Enhancing REST API Testing with NLP Techniques
Published in Proceedings of the 32nd ACM SIGSOFT International Symposium on Software Testing and Analysis (ISSTA 2023), 2023
RESTful services are commonly documented using OpenAPI specifications. Although numerous automated testing techniques have been proposed that leverage the machine-readable part of these specifications to guide test generation, their human-readable part has been mostly neglected.
Resources:
Problem Statement
Natural-language descriptions in OpenAPI specifications often contain relevant information, including:
- Example values for parameters
- Inter-parameter dependencies
- Parameter constraints
- Format specifications
This information can significantly improve test generation, but existing REST API testing tools ignore the human-readable descriptions and only use the machine-readable portions of specifications.
Our Approach: NLPtoREST
We propose NLPtoREST, an automated approach that applies natural language processing techniques to assist REST API testing. The approach consists of three main phases:
1. NLP-based Rule Extraction
Vocabulary Terms Identification:
- Uses a custom Word2Vec model (restW2V) trained on 1,875,607 text sets from 4,064 REST API specifications
- Identifies sentences containing OpenAPI vocabulary terms using semantic similarity
- Matches 55 mappings between search terms and OpenAPI keywords
Value and Parameter Name Detection:
- Uses regular expressions for enumerated or quoted strings
- Applies constituency parse tree analysis as fallback
- Extracts parameter names and values from natural language descriptions
Rule Generation:
- Creates OpenAPI-compliant rules from extracted information
- Supports four rule categories:
- Parameter type/format rules
- Parameter constraint rules
- Parameter example rules
- Operation constraint rules (inter-parameter dependencies)
2. Rule Validation
Static Pruning:
- Analyzes rule combinations for syntactic compatibility
- Discards combinations incompatible with OpenAPI standard
- Dramatically reduces combinations requiring dynamic checking
Dynamic Checking:
- Generates validation test cases for rule combinations
- Executes tests against deployed API instance
- Identifies maximal combination of valid rules
Fine Tuning:
- Further validates potentially valid rules through mutations
- Repairs inter-parameter dependency rules (Or, OnlyOne, AllOrNone, ZeroOrOne)

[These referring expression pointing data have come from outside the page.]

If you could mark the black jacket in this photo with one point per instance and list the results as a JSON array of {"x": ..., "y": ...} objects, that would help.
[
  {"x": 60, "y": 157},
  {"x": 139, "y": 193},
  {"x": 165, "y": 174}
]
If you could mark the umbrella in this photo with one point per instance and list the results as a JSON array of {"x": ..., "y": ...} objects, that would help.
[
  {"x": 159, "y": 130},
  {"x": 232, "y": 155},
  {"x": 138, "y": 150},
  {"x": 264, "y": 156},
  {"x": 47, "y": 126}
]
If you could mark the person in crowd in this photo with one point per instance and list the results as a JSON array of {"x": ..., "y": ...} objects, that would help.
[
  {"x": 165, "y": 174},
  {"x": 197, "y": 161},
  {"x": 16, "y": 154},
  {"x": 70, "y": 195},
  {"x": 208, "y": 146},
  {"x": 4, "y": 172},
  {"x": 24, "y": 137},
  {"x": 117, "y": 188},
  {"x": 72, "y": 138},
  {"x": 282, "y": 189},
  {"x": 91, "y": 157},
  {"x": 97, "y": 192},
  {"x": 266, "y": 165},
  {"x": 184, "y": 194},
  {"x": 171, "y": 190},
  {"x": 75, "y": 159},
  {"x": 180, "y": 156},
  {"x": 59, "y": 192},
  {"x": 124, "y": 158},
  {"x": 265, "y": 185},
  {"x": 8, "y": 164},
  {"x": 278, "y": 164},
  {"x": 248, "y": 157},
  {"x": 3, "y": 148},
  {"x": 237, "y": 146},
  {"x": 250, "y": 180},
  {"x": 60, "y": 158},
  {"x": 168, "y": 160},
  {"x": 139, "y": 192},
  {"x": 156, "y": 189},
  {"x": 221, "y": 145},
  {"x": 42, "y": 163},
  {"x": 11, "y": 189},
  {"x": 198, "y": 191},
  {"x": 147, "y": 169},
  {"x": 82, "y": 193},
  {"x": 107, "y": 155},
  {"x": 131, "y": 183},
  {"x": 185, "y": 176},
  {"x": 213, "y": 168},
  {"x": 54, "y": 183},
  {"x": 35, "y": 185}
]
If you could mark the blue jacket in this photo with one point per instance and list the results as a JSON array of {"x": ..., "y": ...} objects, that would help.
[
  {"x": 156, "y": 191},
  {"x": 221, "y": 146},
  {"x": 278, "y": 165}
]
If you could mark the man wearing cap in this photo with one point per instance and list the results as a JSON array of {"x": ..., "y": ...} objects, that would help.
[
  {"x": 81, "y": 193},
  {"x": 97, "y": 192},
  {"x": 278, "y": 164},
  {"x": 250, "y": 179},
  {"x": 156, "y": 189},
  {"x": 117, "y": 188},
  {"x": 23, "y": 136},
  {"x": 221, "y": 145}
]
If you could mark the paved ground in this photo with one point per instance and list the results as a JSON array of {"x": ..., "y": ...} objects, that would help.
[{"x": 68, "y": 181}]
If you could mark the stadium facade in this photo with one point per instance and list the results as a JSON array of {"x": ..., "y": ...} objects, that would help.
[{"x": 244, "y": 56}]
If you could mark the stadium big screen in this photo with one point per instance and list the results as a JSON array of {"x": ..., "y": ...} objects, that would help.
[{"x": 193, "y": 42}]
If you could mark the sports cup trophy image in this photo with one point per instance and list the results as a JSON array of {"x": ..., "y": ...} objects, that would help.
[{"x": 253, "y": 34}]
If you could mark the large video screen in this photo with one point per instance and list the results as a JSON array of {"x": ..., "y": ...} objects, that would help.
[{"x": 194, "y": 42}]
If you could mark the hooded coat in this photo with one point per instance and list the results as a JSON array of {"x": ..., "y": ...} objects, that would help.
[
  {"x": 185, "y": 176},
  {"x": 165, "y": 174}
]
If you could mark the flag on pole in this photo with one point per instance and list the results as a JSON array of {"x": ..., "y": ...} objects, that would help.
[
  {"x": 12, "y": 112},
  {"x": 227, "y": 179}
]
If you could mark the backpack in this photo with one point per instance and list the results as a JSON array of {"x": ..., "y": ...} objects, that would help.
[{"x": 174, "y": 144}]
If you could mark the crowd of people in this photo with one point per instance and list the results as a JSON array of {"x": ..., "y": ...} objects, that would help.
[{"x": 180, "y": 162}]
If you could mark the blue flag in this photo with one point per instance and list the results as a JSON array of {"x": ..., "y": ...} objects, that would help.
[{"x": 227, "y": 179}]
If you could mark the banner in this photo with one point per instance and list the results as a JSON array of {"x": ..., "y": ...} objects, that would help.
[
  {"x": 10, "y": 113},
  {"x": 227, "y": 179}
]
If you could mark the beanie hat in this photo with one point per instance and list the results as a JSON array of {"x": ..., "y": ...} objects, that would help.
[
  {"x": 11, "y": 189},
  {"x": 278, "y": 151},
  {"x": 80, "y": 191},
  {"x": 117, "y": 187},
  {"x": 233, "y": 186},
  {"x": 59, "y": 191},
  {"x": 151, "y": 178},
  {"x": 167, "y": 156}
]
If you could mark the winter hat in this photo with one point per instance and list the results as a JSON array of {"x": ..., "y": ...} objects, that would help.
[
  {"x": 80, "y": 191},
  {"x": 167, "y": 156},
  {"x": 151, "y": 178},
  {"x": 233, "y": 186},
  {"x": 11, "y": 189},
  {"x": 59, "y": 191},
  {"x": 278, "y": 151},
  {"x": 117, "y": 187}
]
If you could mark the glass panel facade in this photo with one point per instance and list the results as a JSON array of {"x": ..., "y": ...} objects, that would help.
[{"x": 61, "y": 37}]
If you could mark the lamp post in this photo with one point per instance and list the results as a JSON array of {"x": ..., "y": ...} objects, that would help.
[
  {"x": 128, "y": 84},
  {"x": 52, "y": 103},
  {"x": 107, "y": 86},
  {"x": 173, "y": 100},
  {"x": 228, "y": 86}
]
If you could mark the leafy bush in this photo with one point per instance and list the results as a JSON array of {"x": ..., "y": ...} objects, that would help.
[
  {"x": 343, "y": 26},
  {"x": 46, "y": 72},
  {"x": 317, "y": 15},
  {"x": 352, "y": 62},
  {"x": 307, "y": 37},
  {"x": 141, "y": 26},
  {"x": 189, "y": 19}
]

- Validates 22 out of 26 supported rule types with precise strategies
3. Enhanced Specification Generation
- Adds validated rules to original OpenAPI specification
- Uses OpenAPI-supported keywords and extensions
- Creates enhanced specification transparently usable by any REST API test generator
Key Features
Custom NLP Model:
- Pre-trained Word2Vec model (restW2V) specific to OpenAPI terminology
- Trained on extensive dataset from thousands of API specifications
- Provides flexible matching beyond hard-coded patterns
Comprehensive Rule Support:
- Extracts 4 categories and 26 types of rules
- Handles complex inter-parameter dependencies
- Supports various constraint and format specifications
Validation Pipeline:
- Static analysis eliminates ~75% of false positives
- Dynamic validation against actual service implementation
- Fine-tuning phase repairs and validates remaining rules
Evaluation Results
Rule Extraction Effectiveness
- Recall: 94% (313 out of 333 rules extracted)
- Precision before validation: 50% (313 TP, 314 FP)
- Precision after validation: 79% (304 TP, 79 FP)
- Overall improvement: 58% increase in precision with only 3% decrease in recall
Comparison with RestCT
NLPtoREST significantly outperformed RestCT, a pattern-matching-based approach:
- NLPtoREST: Identified 15 out of 19 inter-parameter dependencies
- RestCT: Identified 0 out of 19 inter-parameter dependencies
Impact on Testing Tools
Enhanced specifications significantly improved performance of 8 state-of-the-art REST API testing tools:
Coverage Improvements:
- Branch coverage: +103% (11.35% → 23.10%)
- Line coverage: +50% (24.96% → 37.52%)
- Method coverage: +52% (22.13% → 33.54%)
Request Success Rates:
- Successful requests (2XX): +20% (21.8% → 26.2%)
- Rejected requests (4XX): -7% (59.9% → 56.0%)
- Server errors (5XX): +2% (18.3% → 18.6%)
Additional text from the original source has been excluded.